I have also learnt that my growth internally is as much tied to the external circumstances and space as my thoughts are linked to the external physical stimuli. Other than the fact that the house is too crowded and cramped there is no space for mental growth and freedom to imagine. Because, imagination is tied to the stimulus of the external world. It is often the strange and the curious which triggers our imagination and our desire to create. that is perhaps why travelling can be such a big cause for personal growth on several levels. For me it is also spiritual. I feel that over the past year, I have lost a lot of my spirituality. I say spirituality not as something religious, but as a very personal sense of amazement and wonder for the world which, for me, is almost sacred. I do not ever want to lose this sense of curiosity and wonder for the world. I do not ever want to find the world no longer a wellspring of surprise and discovery, but a dry log of the expected grating on the daily necessities. It is a little hard to explain this new understanding, but the physical world you live in opens up the door to a rich inner world. That is why I think being imprisoned is such a torture. The bars are not just physical confinement, but they are mental, emotional and spiritual cages. I have said I want to live freely. It is my deepest wish that I may be so blessed as to have this kind of freedom I am talking about. The freedom to explore, taste and live the world and absorb it as my own. As my life. And the imagination to partake of all these gifts and use to envision even more than the world may offer. Because I have learnt to cherish this freedom deeply. This freedom is space. It is the blank page of a story, a blank canvas of a painting, it is the space to wander and wonder. And I say thank you to people before me who have cleared more space so that I may have them. And may we all be carving more spaces wherever we are,so that new dreams and visions can be given air to live.

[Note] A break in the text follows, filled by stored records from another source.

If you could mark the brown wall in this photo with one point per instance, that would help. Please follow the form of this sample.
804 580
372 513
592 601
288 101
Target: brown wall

I can't help but feel that there is something special out in the world waiting for me. Waiting for me to stumble upon some neglected, ignored treasure. Like a fallen leaf which because of the angle of sunlight makes it unique and special.
There
hey OI! you sound so melancholic in your posts....time to look on the cheery side of life! im in ny now! but kinda far from u yeah? or we could meet up!
-sophia
really Sophia!!! Wow you lucky girl!!! Enjoy your travel!! :) wait are you there for travel or work or studies?? right now I won't be going to NY but if you ever drop by California I'll be very happy to meet up with you!!
for work, sadly :( i'll b leaving ny on the 26th june though....would love to drop by cali....but it's work all the way damn!